In truth, what do I really know of ants and bees and their secret agreements? Perhaps the ants hunt out mites that are hurtful to the bees. Maybe they simply enjoy each other’s company. Perhaps they sing each other familiar songs from their shared history as social insects, superorganisms. So little do I know of anything—most especially, mystery—yet how quick is my own mysterious mind to rank, to rate, and to act on these most flimsy of perceived truths I ofttimes don’t realize I hold to.
But this I know: I’ve received a valuable teaching from those ants.
Back in my right mind, finally, I put out a small covered bowl of sugar at the table leg the ants most frequent. It took them a few days to find it and to appreciate its size—huge and generous in comparison with their tiny bodies. Their children’s bellies will be full for the winter.
In that simple act of setting the bowl down on the wet ground at the rear of the table, I was forced to kneel. Such an appropriate posture, I thought.
Kneeling there with the white sweetness in my cupped hands, it was impossible for me to think of the ants in a negative way. In that moment, I came to see that an offering genuinely bequeathed brings peace and equanimity to the giver. We cannot hold onto the siege mentality when our hands are full of gifts of sweetness. And our reward is peace and an instant—longer if we linger on the act—of true, right-relationship with the receiver of our gift, be they God or insect.
I am not meaning to imply here that there are not times when our protection drives are not warranted, but I do mean to tell you that it sure feels better to come forward in sweetness than it does in defense.

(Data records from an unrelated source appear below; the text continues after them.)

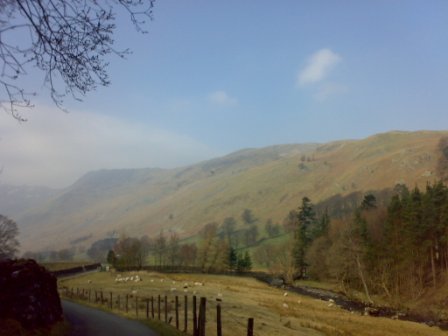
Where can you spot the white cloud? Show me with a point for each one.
(221, 97)
(318, 67)
(54, 148)
(330, 89)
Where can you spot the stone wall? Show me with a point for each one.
(28, 294)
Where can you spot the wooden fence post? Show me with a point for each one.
(147, 309)
(195, 318)
(177, 312)
(218, 320)
(250, 327)
(202, 317)
(158, 307)
(152, 306)
(185, 313)
(166, 309)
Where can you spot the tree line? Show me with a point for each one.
(396, 249)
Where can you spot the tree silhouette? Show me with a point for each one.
(66, 40)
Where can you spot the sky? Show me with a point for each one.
(213, 77)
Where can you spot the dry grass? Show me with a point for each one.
(274, 313)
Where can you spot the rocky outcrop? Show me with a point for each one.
(28, 294)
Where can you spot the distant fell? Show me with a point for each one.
(270, 181)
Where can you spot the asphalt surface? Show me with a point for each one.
(86, 321)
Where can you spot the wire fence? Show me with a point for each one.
(186, 313)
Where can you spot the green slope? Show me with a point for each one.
(270, 181)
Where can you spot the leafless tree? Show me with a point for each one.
(66, 40)
(8, 238)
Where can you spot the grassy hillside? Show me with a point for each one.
(270, 181)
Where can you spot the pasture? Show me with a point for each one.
(275, 311)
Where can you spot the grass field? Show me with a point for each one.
(274, 313)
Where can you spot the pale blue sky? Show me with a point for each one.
(233, 74)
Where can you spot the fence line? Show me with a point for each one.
(198, 311)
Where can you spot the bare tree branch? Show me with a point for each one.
(68, 43)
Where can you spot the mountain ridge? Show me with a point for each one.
(270, 181)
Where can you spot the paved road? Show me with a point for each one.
(87, 321)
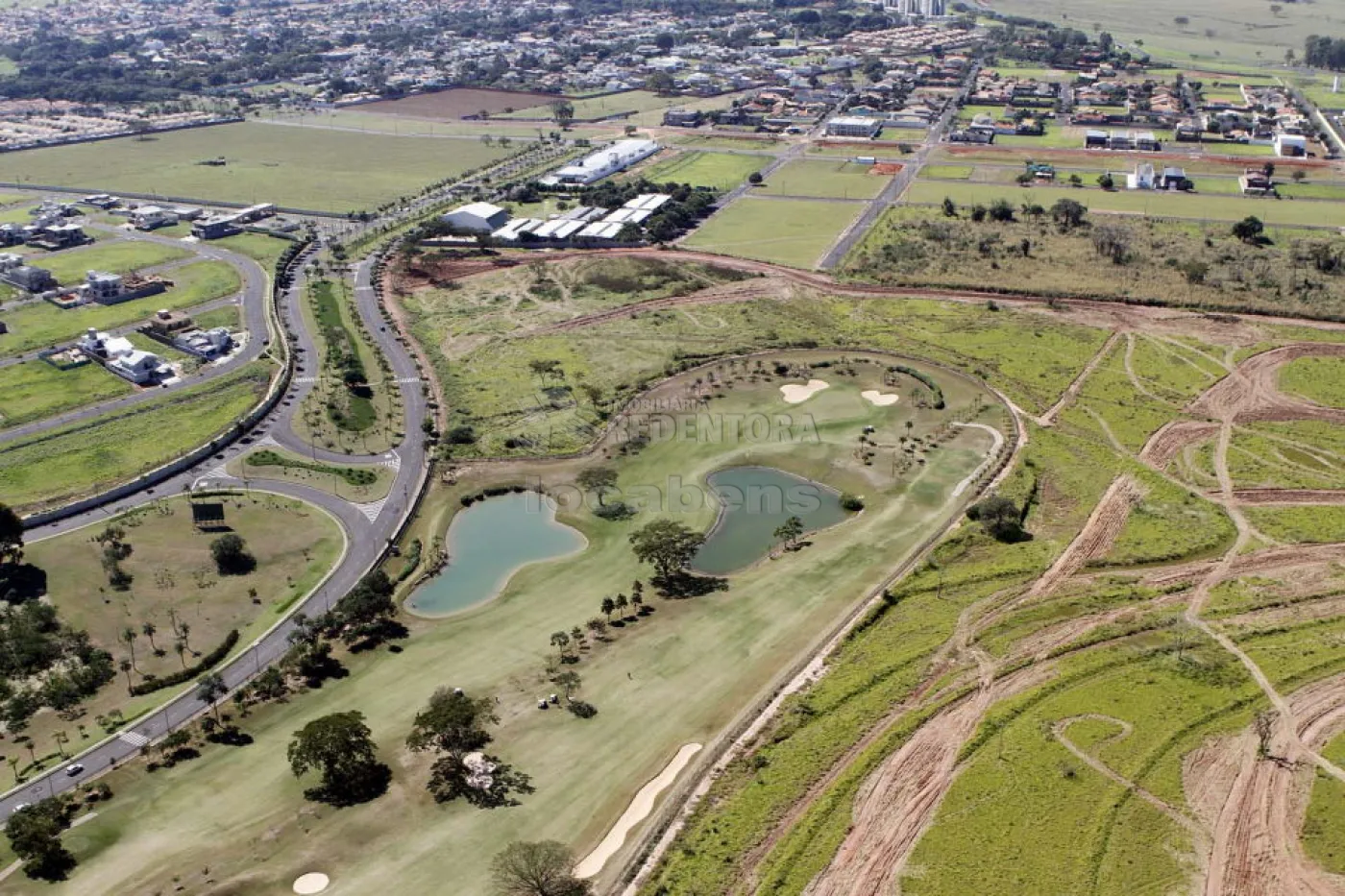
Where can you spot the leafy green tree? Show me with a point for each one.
(34, 835)
(339, 745)
(535, 869)
(666, 544)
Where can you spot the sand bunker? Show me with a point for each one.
(794, 393)
(311, 883)
(641, 806)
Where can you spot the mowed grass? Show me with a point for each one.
(717, 170)
(674, 677)
(787, 231)
(121, 255)
(1318, 379)
(171, 568)
(300, 167)
(36, 389)
(40, 323)
(87, 456)
(1200, 207)
(823, 180)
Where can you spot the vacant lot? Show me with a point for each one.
(457, 104)
(824, 181)
(300, 167)
(39, 323)
(717, 170)
(790, 231)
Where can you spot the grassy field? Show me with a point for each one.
(717, 170)
(1318, 379)
(302, 167)
(814, 178)
(174, 581)
(83, 458)
(729, 644)
(789, 231)
(37, 325)
(121, 255)
(1197, 207)
(36, 389)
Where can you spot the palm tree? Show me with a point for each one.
(560, 641)
(128, 635)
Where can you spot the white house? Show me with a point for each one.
(138, 366)
(604, 163)
(477, 217)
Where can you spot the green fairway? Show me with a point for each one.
(86, 456)
(37, 325)
(1150, 204)
(36, 389)
(302, 167)
(716, 170)
(120, 255)
(675, 675)
(790, 231)
(814, 178)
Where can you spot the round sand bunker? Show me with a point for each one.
(794, 393)
(880, 399)
(311, 883)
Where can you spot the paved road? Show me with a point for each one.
(366, 540)
(252, 296)
(851, 235)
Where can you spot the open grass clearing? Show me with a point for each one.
(787, 231)
(816, 178)
(717, 170)
(729, 643)
(39, 325)
(300, 167)
(36, 389)
(87, 456)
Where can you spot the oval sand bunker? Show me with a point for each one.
(794, 393)
(311, 883)
(635, 812)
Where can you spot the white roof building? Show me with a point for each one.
(479, 217)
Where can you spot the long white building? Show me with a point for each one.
(602, 163)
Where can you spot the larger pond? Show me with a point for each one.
(487, 544)
(753, 502)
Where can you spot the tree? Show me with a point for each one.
(1068, 214)
(1250, 229)
(666, 544)
(231, 554)
(535, 869)
(790, 532)
(210, 689)
(340, 747)
(36, 837)
(11, 537)
(1001, 520)
(599, 480)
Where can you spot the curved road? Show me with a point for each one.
(367, 529)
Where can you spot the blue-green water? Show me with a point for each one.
(488, 543)
(753, 503)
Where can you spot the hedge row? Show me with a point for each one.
(151, 685)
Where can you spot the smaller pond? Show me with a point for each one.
(753, 502)
(487, 544)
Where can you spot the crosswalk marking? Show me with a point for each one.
(134, 738)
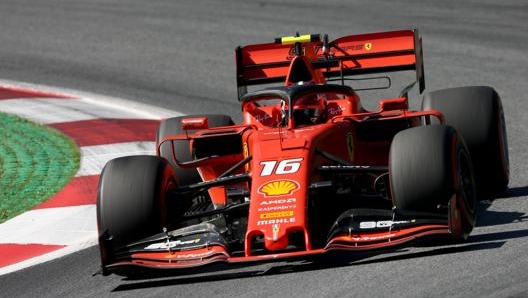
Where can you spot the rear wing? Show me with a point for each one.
(349, 55)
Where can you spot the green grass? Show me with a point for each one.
(36, 162)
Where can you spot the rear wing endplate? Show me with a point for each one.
(350, 55)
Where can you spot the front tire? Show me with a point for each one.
(132, 201)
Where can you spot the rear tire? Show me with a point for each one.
(131, 202)
(172, 126)
(427, 165)
(476, 113)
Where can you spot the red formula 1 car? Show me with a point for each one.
(309, 170)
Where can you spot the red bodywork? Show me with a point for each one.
(282, 158)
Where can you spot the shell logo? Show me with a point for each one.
(278, 188)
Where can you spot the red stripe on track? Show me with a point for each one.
(109, 131)
(14, 253)
(10, 93)
(79, 191)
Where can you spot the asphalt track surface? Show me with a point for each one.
(180, 54)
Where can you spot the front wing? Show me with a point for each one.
(356, 230)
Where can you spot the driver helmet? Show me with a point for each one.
(310, 109)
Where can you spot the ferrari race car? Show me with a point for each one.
(309, 170)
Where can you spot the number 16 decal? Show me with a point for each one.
(287, 166)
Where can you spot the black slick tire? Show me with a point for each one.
(476, 113)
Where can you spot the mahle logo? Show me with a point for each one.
(278, 188)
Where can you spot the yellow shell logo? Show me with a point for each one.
(278, 188)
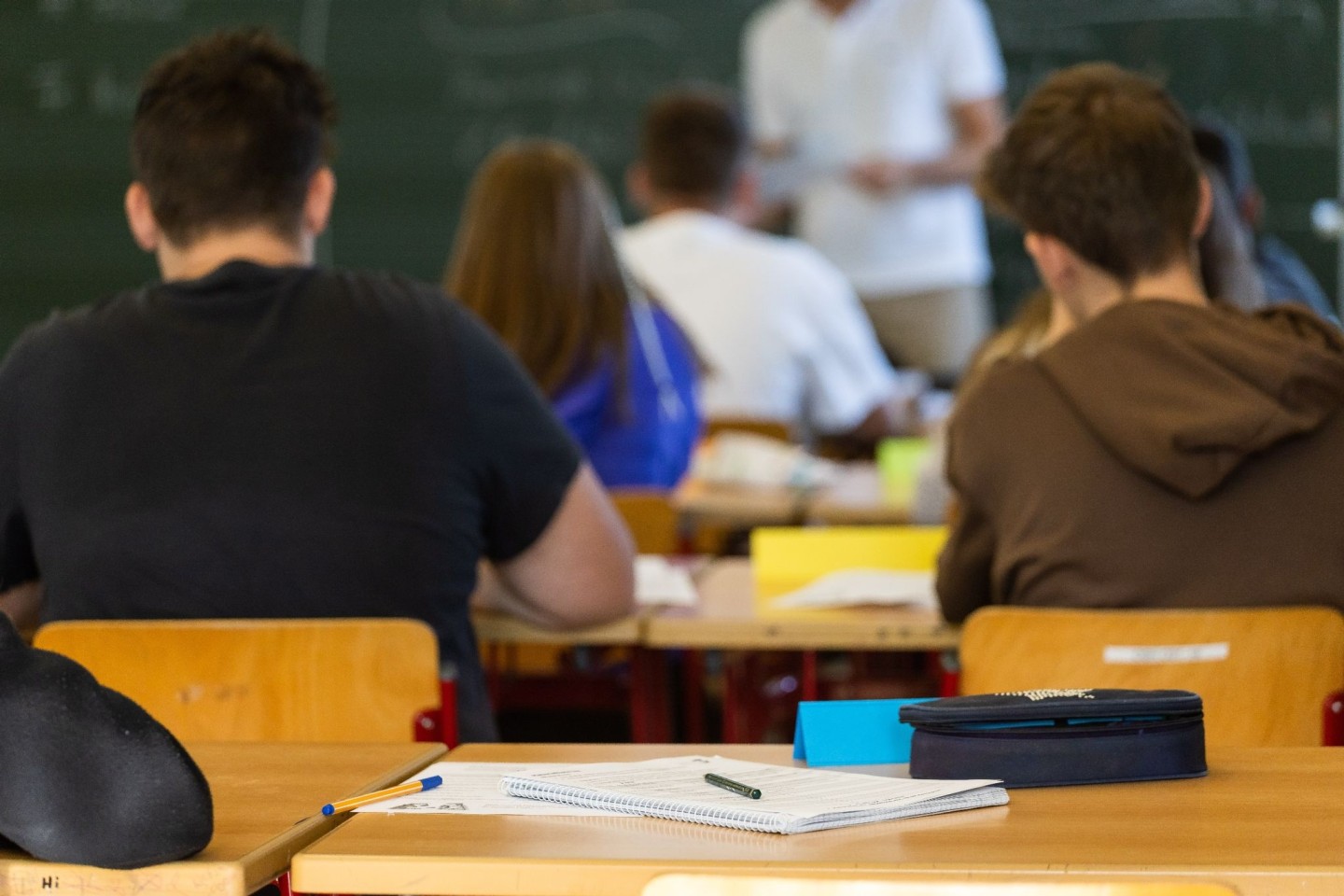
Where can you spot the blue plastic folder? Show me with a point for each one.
(852, 733)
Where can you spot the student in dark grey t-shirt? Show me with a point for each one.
(257, 437)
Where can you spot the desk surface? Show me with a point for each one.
(1267, 821)
(739, 505)
(268, 800)
(859, 497)
(727, 618)
(507, 629)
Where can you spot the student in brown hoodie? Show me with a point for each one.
(1163, 453)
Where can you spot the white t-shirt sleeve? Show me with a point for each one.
(847, 373)
(765, 103)
(972, 63)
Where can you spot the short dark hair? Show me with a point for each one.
(228, 133)
(693, 143)
(1101, 159)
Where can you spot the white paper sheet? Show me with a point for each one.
(861, 587)
(791, 800)
(473, 789)
(659, 583)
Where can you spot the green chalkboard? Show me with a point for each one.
(429, 86)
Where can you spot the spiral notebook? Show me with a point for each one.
(791, 800)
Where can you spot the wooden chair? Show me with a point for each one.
(651, 517)
(1262, 673)
(315, 679)
(732, 886)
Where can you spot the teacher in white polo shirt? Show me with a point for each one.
(886, 109)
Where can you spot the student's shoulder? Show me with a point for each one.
(66, 328)
(996, 397)
(402, 302)
(806, 273)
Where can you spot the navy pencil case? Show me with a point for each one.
(1047, 737)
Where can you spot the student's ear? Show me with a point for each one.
(637, 186)
(140, 217)
(317, 203)
(1204, 211)
(1054, 260)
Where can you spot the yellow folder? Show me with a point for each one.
(787, 559)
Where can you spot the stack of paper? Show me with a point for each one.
(859, 587)
(791, 800)
(659, 583)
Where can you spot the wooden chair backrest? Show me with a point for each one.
(651, 519)
(315, 679)
(756, 425)
(746, 886)
(1264, 673)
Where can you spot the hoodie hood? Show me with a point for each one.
(1184, 394)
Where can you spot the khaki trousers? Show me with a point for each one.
(935, 330)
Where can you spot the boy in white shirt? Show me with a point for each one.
(886, 109)
(779, 328)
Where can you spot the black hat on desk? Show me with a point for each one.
(86, 776)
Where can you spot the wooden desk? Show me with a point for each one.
(859, 497)
(268, 800)
(729, 618)
(501, 627)
(1267, 821)
(738, 505)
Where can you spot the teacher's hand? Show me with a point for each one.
(882, 176)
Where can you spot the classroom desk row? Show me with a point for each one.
(857, 497)
(727, 617)
(1265, 821)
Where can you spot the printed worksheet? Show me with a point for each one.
(861, 587)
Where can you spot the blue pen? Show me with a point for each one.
(400, 791)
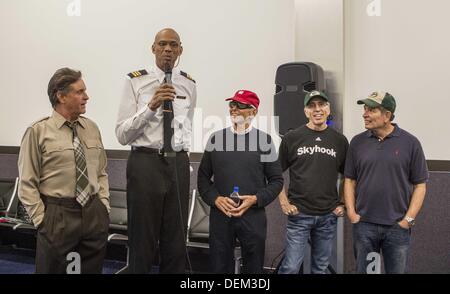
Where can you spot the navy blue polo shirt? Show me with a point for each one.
(385, 172)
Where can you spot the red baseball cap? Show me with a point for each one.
(245, 97)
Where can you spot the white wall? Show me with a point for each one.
(319, 38)
(404, 51)
(228, 45)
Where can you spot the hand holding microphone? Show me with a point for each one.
(166, 92)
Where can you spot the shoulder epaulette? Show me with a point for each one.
(39, 120)
(138, 73)
(186, 75)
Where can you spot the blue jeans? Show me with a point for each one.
(321, 229)
(393, 241)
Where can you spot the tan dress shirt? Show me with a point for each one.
(47, 163)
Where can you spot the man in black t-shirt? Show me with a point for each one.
(315, 155)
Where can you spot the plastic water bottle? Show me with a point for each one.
(235, 196)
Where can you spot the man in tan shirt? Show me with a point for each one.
(63, 183)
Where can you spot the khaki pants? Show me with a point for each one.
(67, 227)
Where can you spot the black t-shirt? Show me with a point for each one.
(314, 159)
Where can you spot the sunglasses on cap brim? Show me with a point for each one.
(240, 105)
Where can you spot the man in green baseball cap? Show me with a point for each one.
(385, 184)
(380, 99)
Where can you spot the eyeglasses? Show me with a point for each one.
(173, 44)
(321, 105)
(239, 105)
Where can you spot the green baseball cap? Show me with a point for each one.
(313, 94)
(377, 99)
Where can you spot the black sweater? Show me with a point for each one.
(248, 161)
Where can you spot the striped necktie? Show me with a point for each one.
(82, 180)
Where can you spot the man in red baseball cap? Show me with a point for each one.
(243, 159)
(243, 108)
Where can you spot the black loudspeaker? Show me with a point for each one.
(293, 80)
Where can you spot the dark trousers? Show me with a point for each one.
(67, 227)
(157, 213)
(391, 241)
(250, 230)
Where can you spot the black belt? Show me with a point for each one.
(156, 151)
(66, 201)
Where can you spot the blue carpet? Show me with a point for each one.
(21, 263)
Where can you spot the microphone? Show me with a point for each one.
(168, 73)
(167, 105)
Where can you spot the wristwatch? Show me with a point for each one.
(411, 222)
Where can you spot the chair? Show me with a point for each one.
(198, 228)
(16, 216)
(8, 188)
(118, 221)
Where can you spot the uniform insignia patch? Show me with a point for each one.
(138, 73)
(186, 75)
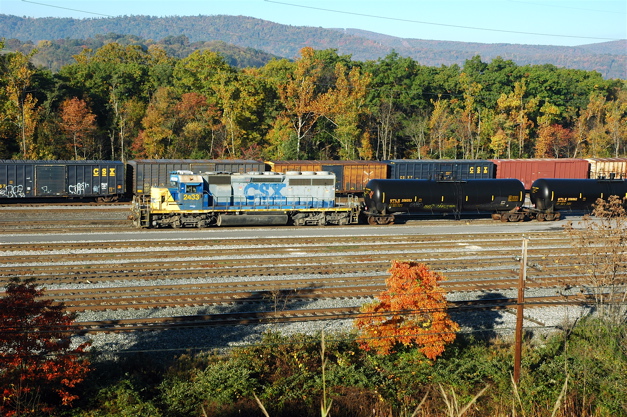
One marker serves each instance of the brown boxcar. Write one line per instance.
(608, 168)
(350, 176)
(529, 170)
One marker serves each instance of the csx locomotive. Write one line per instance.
(308, 198)
(268, 198)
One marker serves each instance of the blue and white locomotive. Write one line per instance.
(259, 198)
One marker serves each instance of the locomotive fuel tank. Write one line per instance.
(416, 196)
(548, 194)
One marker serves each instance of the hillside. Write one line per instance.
(608, 58)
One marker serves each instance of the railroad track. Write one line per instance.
(264, 317)
(269, 273)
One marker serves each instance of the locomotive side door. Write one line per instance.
(338, 170)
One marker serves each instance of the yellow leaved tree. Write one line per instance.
(411, 311)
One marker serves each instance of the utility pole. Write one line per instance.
(519, 310)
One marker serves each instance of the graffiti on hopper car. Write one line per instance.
(12, 191)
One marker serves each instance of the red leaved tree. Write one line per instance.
(412, 311)
(38, 366)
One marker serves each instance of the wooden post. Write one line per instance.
(520, 311)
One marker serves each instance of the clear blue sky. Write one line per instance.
(571, 22)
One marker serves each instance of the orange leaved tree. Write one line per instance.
(38, 365)
(412, 311)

And I believe that with just a little bit of discernment, we would discover that there are many, many times when an offering would serve far better than a metaphorical sword or an actual can of Raid held in a raised hand.
Make your sacred offerings this season. Extend in your hands this warming gift of winter sweetness, this gift we all seek. In this moment, put down the burden of your pack mentality: You are no wolf. Not a one of us will never have Wolf’s nobility. But we may have our most powerful moment of humanness when we kneel down on the wet ground and offer our oblation to the sacred Other.